My family and other dinosaurs

(Not a rude title. I genuinely saw some dinosaurs)

So my last blog post finished on Thursday night, because I’d broken through the 1000 word mark with a vengeance. On Friday I headed back up to London for some National Gallery and dinosaur fun, because it was the perfect remedy to a champagne and fashion filled week. I love the Natural History Museum very much, and I spotted two amazing things on Friday that I’d never seen before: 1. A dinosaur whose name translated as ‘chicken mimic’, and 2. A dinosaur called ‘Albertosaurus’. I’m not sure if I can describe quite how delighted I was about this. Watch out! Here’s the Tyrannosaurus Rex…and over there, you can see the Diplodocus, and ambling over the hill is….Albertosaurus.
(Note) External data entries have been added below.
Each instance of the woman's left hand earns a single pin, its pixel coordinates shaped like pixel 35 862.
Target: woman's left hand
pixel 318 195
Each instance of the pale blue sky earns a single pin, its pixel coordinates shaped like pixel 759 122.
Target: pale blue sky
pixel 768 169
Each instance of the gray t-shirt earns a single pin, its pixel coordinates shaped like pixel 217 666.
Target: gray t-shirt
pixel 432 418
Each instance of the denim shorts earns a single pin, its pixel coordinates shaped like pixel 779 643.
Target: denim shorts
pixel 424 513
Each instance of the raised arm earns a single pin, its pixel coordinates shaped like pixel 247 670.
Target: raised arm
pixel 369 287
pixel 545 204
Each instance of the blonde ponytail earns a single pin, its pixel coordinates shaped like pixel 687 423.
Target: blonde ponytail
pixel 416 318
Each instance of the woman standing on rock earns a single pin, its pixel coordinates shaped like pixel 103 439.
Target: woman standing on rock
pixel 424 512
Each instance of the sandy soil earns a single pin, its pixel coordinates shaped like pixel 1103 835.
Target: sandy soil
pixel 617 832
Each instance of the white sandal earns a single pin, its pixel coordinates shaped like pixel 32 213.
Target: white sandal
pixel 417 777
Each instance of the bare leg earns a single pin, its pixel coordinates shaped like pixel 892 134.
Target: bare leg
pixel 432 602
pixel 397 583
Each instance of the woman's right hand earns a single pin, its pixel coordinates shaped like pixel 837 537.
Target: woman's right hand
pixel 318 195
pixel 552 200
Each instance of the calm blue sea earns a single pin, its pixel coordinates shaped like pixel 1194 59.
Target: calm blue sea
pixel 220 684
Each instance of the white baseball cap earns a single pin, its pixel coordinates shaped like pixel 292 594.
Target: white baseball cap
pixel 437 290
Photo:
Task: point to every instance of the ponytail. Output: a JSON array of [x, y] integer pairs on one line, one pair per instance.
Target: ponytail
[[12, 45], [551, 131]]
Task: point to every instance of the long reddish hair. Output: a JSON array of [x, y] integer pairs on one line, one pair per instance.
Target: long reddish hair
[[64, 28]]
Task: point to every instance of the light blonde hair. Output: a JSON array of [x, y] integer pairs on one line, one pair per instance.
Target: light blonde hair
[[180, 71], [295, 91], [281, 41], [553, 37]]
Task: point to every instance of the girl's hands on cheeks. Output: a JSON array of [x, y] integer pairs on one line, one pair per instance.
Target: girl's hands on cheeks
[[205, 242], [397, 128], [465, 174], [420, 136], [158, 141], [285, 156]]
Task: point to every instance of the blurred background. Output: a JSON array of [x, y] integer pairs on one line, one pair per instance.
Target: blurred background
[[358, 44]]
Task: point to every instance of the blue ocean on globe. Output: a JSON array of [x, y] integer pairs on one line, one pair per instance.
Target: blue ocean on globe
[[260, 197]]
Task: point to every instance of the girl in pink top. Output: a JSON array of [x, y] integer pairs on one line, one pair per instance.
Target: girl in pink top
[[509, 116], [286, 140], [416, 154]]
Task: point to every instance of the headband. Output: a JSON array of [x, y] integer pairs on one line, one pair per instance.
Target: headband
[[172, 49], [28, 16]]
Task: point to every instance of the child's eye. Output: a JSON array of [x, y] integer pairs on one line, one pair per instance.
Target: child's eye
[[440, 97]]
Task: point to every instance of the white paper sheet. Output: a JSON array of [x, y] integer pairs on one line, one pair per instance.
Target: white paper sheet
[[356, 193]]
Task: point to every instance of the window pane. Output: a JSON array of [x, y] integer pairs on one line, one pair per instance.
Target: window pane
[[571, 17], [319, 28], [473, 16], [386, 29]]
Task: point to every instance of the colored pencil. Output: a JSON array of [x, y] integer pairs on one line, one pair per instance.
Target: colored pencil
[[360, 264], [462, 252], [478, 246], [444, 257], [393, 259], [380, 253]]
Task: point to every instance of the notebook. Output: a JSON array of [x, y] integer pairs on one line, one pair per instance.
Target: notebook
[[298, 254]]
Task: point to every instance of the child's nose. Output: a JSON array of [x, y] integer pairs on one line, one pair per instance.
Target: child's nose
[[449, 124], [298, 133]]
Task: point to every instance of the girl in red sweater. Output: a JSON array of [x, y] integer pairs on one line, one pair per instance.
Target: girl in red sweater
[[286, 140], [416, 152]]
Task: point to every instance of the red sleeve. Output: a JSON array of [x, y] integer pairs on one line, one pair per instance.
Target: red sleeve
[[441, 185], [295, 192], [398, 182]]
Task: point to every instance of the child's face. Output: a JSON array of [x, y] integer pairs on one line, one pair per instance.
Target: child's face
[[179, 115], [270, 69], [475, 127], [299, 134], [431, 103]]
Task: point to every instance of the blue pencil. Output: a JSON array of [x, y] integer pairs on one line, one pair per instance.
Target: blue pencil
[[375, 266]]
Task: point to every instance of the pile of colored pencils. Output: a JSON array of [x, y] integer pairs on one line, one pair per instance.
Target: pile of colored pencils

The Natural History makes me very happy, and if you haven’t been in a while, I strongly suggest you do so IMMEDIATELY. Well, maybe not right now, but, you know. That said, if you can get to Oxford, their Natural History Museum is wildly superior because you can actually TOUCH STUFF. Yes. I know. It’s an illicit thrill. And the National Gallery is always fun, and I’m always wearing the noisiest shoes in the world. Again, I would urge you to make a visit. It’s so easy to overlook places like this, because you went when you were at school, or you think they’re too touristy, but honestly? It’ll make your life a bit better if you go. Also, you can tell me if I’m odd because I still find the animatronic T Rex in the NHM really rather scary.

So Friday was perfectly lovely, and Saturday I raced over to beautiful Italian restaurant La Luna in Godalming, for a family party. Specifically, my aunt and uncle’s 40th wedding anniversary. I’m quite conscious these days of writing stuff in my blog that only I will care about, and that I should just write it in my diary and be done with it, but I wanted to share this. My family are absolutely wonderful, and I am so so proud of all of them. We’ve got quite a big family, and quite a few different generations, making family parties absolutely brills.

As I said, I’m not going to bore you with infinitesimal details, although the food was absolutely tremendous, and if you’re in Godalming you should definitely give La Luna a try. But I will just say briefly what an absolutely megadude my Uncle Chris is. A 40th wedding anniversary is a Ruby thingamajig, and Uncle Chris had bought my beautiful Auntie Sandie a gold ring with three rubies in it. Here’s the bit which qualifies him for megadude status: as he knows the staff of the restaurant really well, he’d got them to pop the ring into my aunt’s chocolate mousse, where she was amazed to discover it. What?! Absolutely adorable, and such a romantic gesture.

He then made an amazing speech about how much he loved her, and how lucky he was – my Auntie Sandie is a completely phenomenal woman, so I don’t blame him – and then she in turn made a speech. I tried videoing them, but I was crying AND laughing so I’ve achieved a Blair Witch style shaky cam effect. When we were back at their house afterwards, Uncle Chris spoke some wise words to me about love and life, and also told me that he’d managed to secretly book the honeymoon suite they stayed in after their wedding, for this weekend.

They’re both such sweet, kind, thoughtful people, and it made me feel so proud and happy to be at the celebration. The loveliest thing of all is that, when talking to them, they each thought they were so lucky to be with the other! I just wanted to share the experience with you all because I found it really moving and inspiring to see how in love two people were after 40 years, despite life’s ups and downs. I feel like being a part of my amazing family has taught me some great values, as well as making me believe in love! I hear so many cynical people talking these days that I love things like this. It probably explains why I’m a bit of a romantic idealist, and that isn’t something I intend to change. I’m a lucky girl. If you’re still reading, why not give your family a call? See your parents? Hang out with your cousins? Family is the most important thing, and let’s not forget that.